The changing views on the Reformation

avatar Posted by on Thursday, August 23rd, 2012 and filed under Book Reviews, England on Sunday. You can follow any responses to this entry through the RSS 2.0. You can leave a response or trackback to this entry

Saints, Sacrilege, Sedition
Eamon Duffy
Bloomsbury, hb, £25.00

Anyone who studied the Tudors for ‘A’ level history in the 1960s as I did and looks at what contemporary historians are saying about the subject will find a sea change has taken place. The old consensus represented by the work of AG Dickens that saw the Reformation as the triumph of Protestantism, the overthrow of a corrupt Catholic Church and liberation from papal oppression has itself been overthrown, a highly significant development when you remember the role this view had in shaping our national identity.
In its place has come the realisation that the medieval Church was working well in England on the eve of the Reformation and that it was not very difficult for Mary to reverse the changes her father had put in place. Protestantism only really began to establish itself in the reign of Elizabeth.
There are one of two who still cling to the old myths. Eamon Duffy has an amusing quotation from Simon Jenkins, Guardian columnist and son of a distinguished non-conformist minister, who still believes most people in Britain in the late 15th Century saw the Roman Church as an ‘alien, corrupt and reactionary agent of intellectual oppression’ but most scholars appear to accept the new view of the Reformation, at least in its broad outlines.
Not all the revisionary historians are Catholics. Christopher Haig is not. The firmly Protestant historian, Patrick Collinson, gave support to the new view by his analysis of religion under Elizabeth and James, a period when he saw Puritanism become the accepted orthodoxy before the rise of Laudianism.
Eamon Duffy’s The Stripping of the Altars was a landmark work that argued, in his words, that “the Reformation represented a deep and traumatic cultural hiatus with the medieval past” and did so by examining the strong hold that Catholic beliefs and practices held at the parish level without denying the existence of dissidents, notably the Lollards. Duffy admitted there was some popular support for the Reformation but critics like Diarmaid MacCulloch have argued that he pushes his case too far and underestimates the strength of popular Protestantism to be seen, for example, in Kett’s Rebellion of 1549.

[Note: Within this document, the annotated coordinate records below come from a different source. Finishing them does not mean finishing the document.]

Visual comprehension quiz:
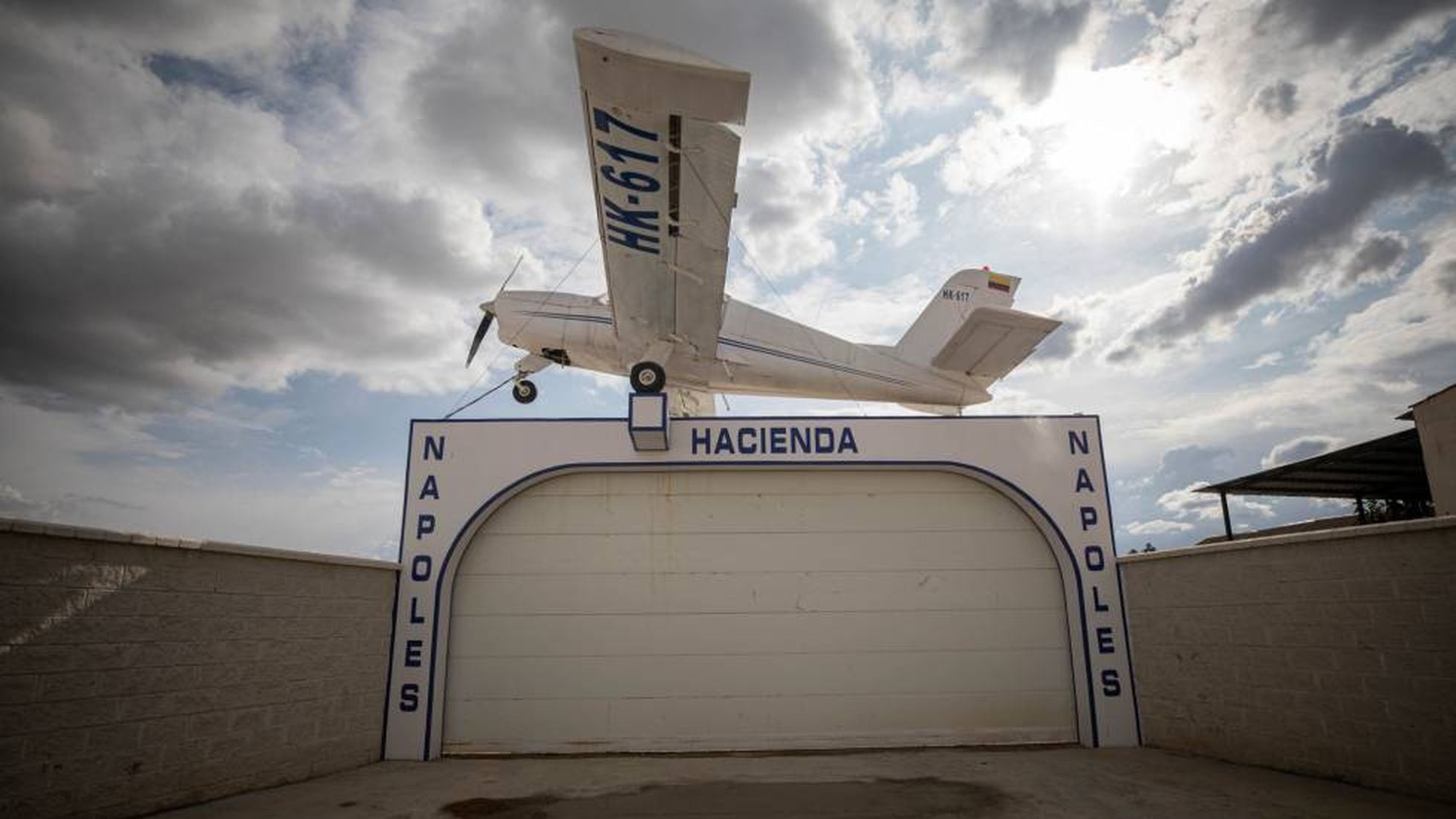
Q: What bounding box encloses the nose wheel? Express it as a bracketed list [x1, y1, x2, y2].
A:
[629, 361, 667, 393]
[511, 378, 536, 405]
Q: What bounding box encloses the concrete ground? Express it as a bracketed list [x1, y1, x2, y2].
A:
[153, 748, 1453, 819]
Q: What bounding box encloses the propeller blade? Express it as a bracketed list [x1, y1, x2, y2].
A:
[464, 310, 495, 367]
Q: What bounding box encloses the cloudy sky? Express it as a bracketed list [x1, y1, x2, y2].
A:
[0, 0, 1456, 555]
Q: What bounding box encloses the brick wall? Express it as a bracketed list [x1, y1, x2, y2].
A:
[1118, 518, 1456, 800]
[0, 521, 394, 816]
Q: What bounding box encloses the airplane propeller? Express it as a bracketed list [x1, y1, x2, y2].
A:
[464, 255, 526, 367]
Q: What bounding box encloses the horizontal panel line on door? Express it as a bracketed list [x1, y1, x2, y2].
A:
[463, 643, 1067, 660]
[453, 605, 1062, 620]
[460, 566, 1060, 578]
[450, 685, 1072, 705]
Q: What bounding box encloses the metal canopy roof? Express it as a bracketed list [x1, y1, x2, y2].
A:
[1197, 429, 1431, 500]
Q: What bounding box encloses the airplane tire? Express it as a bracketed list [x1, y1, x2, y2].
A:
[632, 361, 667, 393]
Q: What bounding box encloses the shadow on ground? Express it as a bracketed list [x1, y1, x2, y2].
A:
[441, 778, 1007, 819]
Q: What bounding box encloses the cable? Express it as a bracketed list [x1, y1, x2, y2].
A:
[683, 151, 869, 416]
[441, 375, 516, 420]
[444, 235, 601, 419]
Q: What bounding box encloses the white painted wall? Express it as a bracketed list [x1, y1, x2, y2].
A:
[444, 470, 1077, 754]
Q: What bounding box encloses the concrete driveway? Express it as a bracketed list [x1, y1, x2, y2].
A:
[153, 748, 1453, 819]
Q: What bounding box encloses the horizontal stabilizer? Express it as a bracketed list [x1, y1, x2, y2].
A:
[930, 307, 1062, 384]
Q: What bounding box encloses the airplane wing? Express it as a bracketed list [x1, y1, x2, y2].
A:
[930, 307, 1062, 385]
[572, 27, 748, 362]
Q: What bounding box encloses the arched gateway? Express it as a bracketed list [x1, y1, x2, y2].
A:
[384, 416, 1137, 760]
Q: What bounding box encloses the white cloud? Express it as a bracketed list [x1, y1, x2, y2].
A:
[940, 112, 1033, 194]
[1122, 518, 1194, 535]
[1157, 483, 1274, 521]
[1259, 435, 1341, 469]
[880, 134, 955, 170]
[1244, 350, 1284, 370]
[848, 173, 920, 247]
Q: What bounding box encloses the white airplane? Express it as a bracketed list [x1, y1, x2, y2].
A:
[466, 27, 1060, 414]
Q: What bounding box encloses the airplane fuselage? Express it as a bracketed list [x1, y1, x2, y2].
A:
[493, 291, 990, 408]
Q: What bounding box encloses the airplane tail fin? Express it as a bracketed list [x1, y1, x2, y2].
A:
[895, 267, 1062, 385]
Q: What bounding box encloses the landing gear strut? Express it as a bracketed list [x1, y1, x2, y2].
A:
[631, 361, 667, 393]
[511, 378, 536, 405]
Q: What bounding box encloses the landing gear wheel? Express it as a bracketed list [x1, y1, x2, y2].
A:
[632, 361, 667, 393]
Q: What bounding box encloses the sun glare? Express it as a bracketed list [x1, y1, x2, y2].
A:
[1042, 64, 1197, 199]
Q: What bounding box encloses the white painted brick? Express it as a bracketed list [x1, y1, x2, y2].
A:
[1121, 521, 1456, 800]
[0, 521, 394, 816]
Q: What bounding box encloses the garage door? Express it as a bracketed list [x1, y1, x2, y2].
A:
[444, 470, 1076, 754]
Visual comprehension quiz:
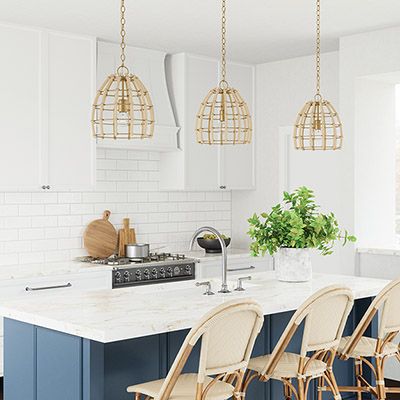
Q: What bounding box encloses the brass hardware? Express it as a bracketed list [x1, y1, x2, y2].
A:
[196, 0, 252, 145]
[92, 0, 154, 139]
[293, 0, 343, 150]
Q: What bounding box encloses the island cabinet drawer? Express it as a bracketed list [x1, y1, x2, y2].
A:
[196, 257, 272, 279]
[0, 271, 111, 301]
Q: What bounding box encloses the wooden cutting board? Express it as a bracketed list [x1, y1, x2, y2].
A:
[118, 218, 136, 257]
[83, 210, 118, 258]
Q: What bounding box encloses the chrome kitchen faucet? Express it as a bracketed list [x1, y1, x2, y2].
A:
[189, 226, 230, 293]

In this new collection of essays Duffy devotes two, one on rood screens and another on Salle church in Norfolk, to the impact of the Reformation on parish life. He has two other chapters on Bishop John Fisher, one of the great theologians of the time and a man Duffy argues who should be seen as much as a humanist as one who looks back to the medieval past (although Duffy also claims that we should not make a sharp distinction between medieval and humanist ideals).

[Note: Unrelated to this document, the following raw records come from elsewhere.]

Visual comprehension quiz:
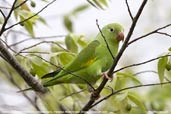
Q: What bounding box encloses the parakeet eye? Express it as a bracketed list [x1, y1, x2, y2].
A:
[110, 28, 115, 32]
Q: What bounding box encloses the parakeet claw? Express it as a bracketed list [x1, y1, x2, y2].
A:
[102, 73, 113, 81]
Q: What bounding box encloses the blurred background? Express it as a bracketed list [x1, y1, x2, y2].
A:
[0, 0, 171, 114]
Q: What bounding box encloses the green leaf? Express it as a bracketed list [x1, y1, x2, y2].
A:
[158, 57, 168, 83]
[128, 92, 146, 114]
[30, 56, 49, 77]
[58, 52, 75, 66]
[63, 16, 73, 32]
[65, 34, 78, 53]
[117, 72, 142, 84]
[30, 0, 36, 8]
[77, 35, 87, 47]
[71, 5, 89, 15]
[51, 41, 65, 53]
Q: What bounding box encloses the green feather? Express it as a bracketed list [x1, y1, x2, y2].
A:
[43, 23, 123, 87]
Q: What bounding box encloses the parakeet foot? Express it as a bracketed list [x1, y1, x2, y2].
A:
[102, 73, 113, 81]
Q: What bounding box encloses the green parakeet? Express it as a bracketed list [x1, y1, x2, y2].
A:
[43, 23, 124, 87]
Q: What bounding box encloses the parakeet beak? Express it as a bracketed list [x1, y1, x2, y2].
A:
[117, 32, 124, 42]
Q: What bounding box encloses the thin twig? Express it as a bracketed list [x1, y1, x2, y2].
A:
[96, 19, 115, 60]
[0, 68, 43, 114]
[133, 70, 158, 76]
[91, 82, 171, 108]
[34, 55, 95, 90]
[9, 35, 65, 47]
[0, 6, 11, 9]
[128, 24, 171, 45]
[0, 0, 48, 93]
[0, 0, 17, 36]
[113, 55, 171, 73]
[59, 89, 87, 101]
[13, 0, 28, 10]
[5, 0, 56, 31]
[125, 0, 134, 21]
[16, 41, 68, 55]
[79, 0, 147, 114]
[156, 31, 171, 37]
[0, 9, 6, 20]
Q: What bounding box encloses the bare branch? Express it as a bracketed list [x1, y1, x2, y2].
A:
[79, 0, 147, 114]
[16, 41, 68, 55]
[0, 9, 6, 20]
[156, 31, 171, 37]
[9, 35, 66, 47]
[0, 0, 17, 36]
[4, 0, 56, 31]
[0, 68, 43, 114]
[0, 41, 47, 93]
[96, 20, 115, 60]
[0, 0, 47, 93]
[125, 0, 134, 21]
[128, 24, 171, 45]
[13, 0, 28, 10]
[133, 70, 157, 76]
[113, 55, 171, 73]
[91, 81, 171, 108]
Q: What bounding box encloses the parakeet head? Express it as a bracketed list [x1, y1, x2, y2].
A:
[99, 23, 124, 43]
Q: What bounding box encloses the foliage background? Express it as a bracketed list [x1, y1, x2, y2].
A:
[0, 0, 171, 113]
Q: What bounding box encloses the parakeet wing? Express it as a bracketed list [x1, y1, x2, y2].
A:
[45, 40, 100, 80]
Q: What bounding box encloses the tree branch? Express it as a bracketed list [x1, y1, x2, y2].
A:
[113, 55, 171, 73]
[0, 0, 47, 93]
[125, 0, 134, 21]
[96, 20, 115, 60]
[0, 0, 17, 36]
[91, 81, 171, 108]
[4, 0, 56, 31]
[79, 0, 147, 114]
[0, 41, 47, 93]
[128, 24, 171, 45]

Two essays, one of the conservative voice in the Reformation and the other taking its title from a line in Shakespeare’s sonnet 73 ‘bare ruined choirs, where late the sweet birds sing’, help us to understand not only the continuing appeal of Catholicism but why there was later a reaction against the Protestant ascendancy described by Professor Collinson. Duffy does not claim Shakespeare was a Catholic but the does argue that he must have struck alert contemporaries as an unsatisfactory Protestant.

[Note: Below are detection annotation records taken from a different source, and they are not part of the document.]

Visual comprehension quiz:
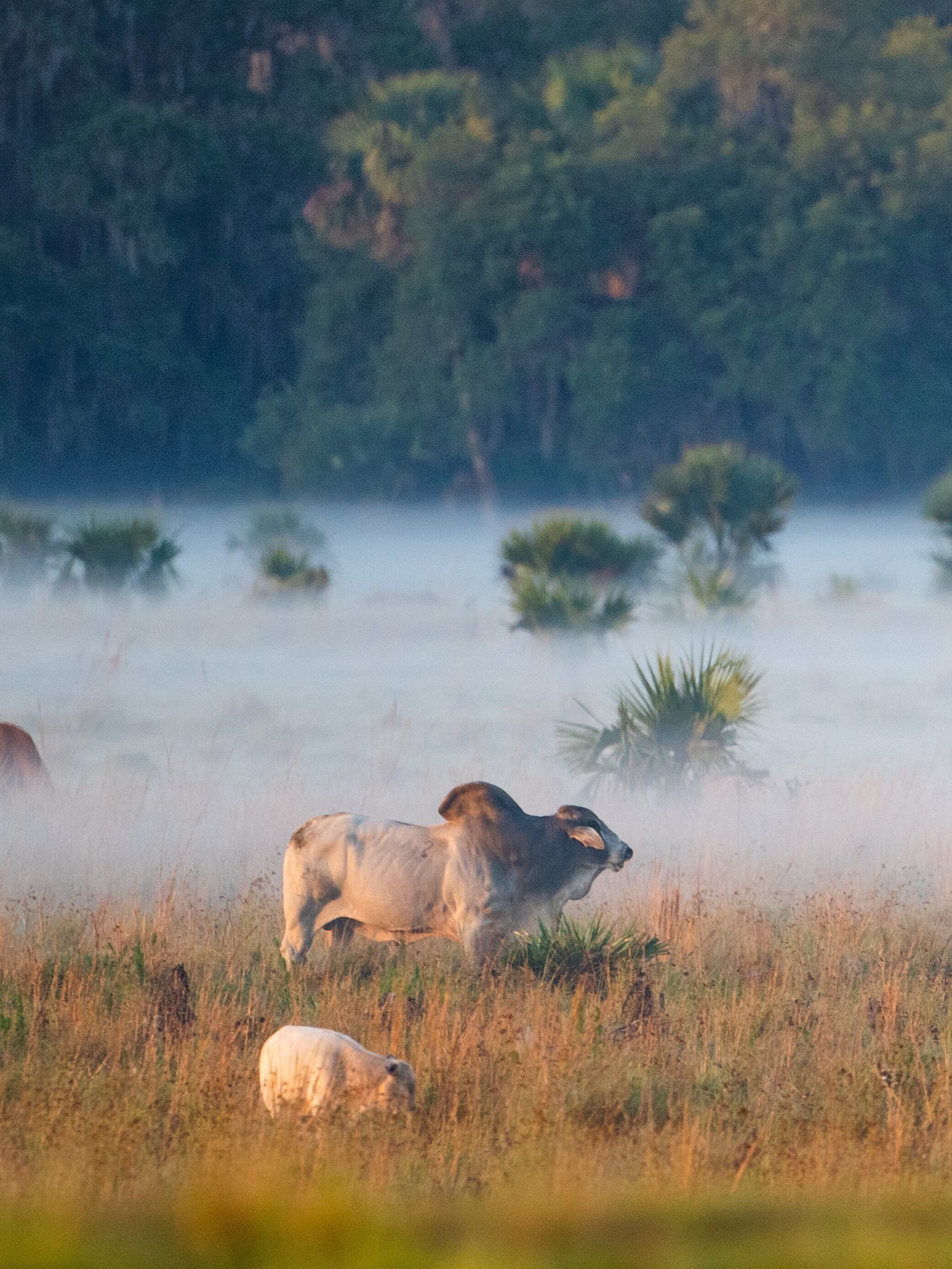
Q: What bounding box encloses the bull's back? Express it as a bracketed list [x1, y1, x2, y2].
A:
[286, 814, 447, 931]
[0, 722, 47, 786]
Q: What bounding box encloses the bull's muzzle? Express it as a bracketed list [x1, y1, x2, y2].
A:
[612, 844, 635, 872]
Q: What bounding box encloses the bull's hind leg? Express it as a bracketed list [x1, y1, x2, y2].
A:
[324, 916, 357, 948]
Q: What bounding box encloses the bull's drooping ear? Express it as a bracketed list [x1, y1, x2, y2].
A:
[556, 806, 605, 850]
[439, 780, 523, 822]
[565, 824, 605, 850]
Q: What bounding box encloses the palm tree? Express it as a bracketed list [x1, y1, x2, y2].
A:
[641, 442, 797, 608]
[923, 467, 952, 586]
[61, 515, 181, 594]
[557, 649, 760, 788]
[0, 502, 57, 586]
[500, 515, 661, 633]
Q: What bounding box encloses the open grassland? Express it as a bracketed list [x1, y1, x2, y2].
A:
[0, 505, 952, 1269]
[0, 878, 952, 1211]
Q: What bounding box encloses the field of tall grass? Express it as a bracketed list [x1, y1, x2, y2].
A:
[9, 874, 952, 1264]
[0, 502, 952, 1269]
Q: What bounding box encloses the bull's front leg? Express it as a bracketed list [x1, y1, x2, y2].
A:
[458, 912, 509, 969]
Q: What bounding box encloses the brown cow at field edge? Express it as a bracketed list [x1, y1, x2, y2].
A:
[0, 722, 49, 788]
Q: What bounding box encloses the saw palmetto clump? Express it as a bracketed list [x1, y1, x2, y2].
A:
[557, 649, 760, 789]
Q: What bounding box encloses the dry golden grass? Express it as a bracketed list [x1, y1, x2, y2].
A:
[0, 879, 952, 1204]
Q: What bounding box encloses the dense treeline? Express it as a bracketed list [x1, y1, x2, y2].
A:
[0, 0, 952, 494]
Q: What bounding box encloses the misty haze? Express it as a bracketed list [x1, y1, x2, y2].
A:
[0, 505, 952, 907]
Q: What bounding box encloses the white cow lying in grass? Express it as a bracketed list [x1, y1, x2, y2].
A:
[259, 1026, 416, 1116]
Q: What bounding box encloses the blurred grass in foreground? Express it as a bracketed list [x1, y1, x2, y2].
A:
[0, 1195, 952, 1269]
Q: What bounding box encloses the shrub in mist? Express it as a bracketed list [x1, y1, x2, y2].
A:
[923, 467, 952, 587]
[0, 502, 60, 586]
[641, 442, 797, 609]
[260, 543, 330, 592]
[505, 916, 668, 982]
[557, 649, 760, 789]
[500, 515, 662, 632]
[509, 571, 635, 633]
[500, 515, 662, 586]
[228, 506, 330, 597]
[60, 515, 181, 595]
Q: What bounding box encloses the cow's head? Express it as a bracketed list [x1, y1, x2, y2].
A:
[555, 806, 634, 872]
[373, 1056, 416, 1116]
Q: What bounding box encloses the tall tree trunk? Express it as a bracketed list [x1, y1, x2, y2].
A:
[460, 390, 496, 502]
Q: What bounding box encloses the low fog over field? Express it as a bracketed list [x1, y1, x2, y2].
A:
[0, 506, 952, 904]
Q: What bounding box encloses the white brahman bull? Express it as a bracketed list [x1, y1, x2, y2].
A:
[280, 782, 632, 967]
[258, 1026, 416, 1116]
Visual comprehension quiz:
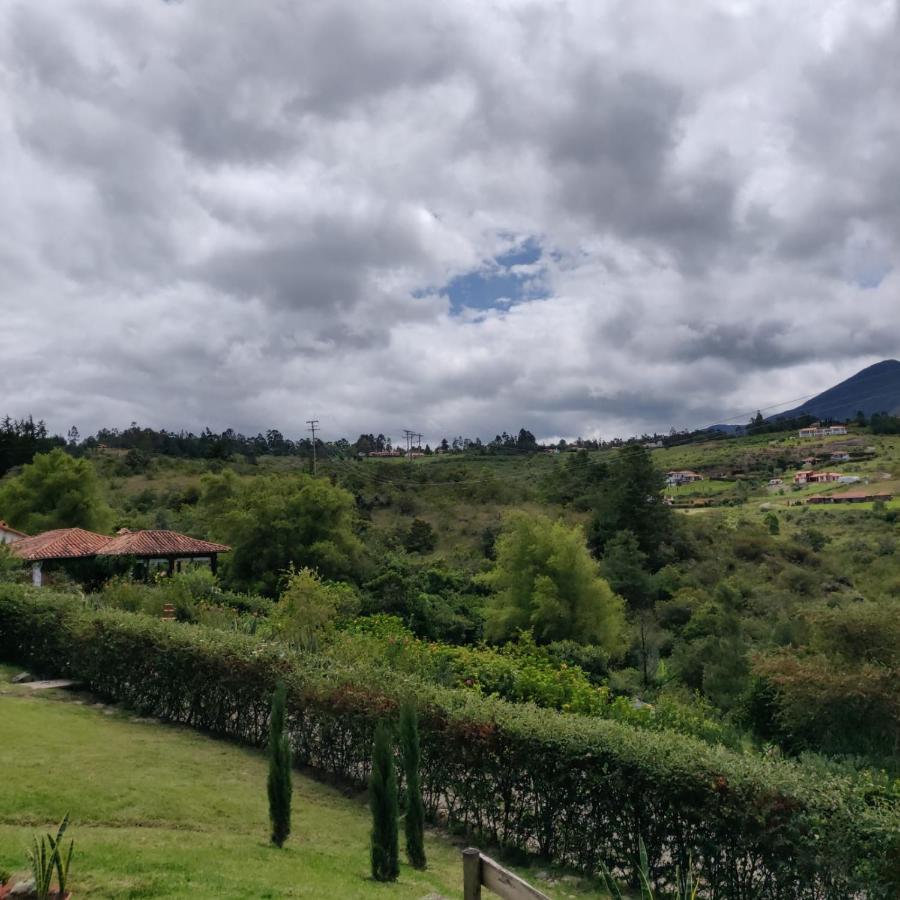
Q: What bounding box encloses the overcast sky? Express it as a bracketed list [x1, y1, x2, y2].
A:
[0, 0, 900, 439]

For Anglican readers this book is important in tracing a change in attitudes that often gets overlooked. For a start, Duffy is sceptical that Henry’s reign saw the emergence of a ‘Catholicism without the Pope’. Conservative bishops and others were simply trying to salvage as much of the old religion as they could. After Henry’s reign English Protestants increasingly regarded themselves as part of a wider Protestant world while their Catholic opponents claimed the old religion was the real faith of the English. After Elizabeth’s reign, Anglicans began to reject a place in a wider Calvinist family and to stress the distinctive marks of their church.
Duffy may exaggerate here. Anglican divines of the 17th century were certainly in touch with the wider currents of European religious thought, both Protestant and Catholic, but the broad point he makes is true. He has fun with a collection The Anglican Tradition edited by GR Evans that refers to the Reformation as the ‘16th Century Emergency’ and contains the Fourth Lateran Council definition of Transubstantiation but has no extract from Calvin. Despite its influence under Elizabeth and James I, Calvinism never established itself as the dominant influence on Anglicanism.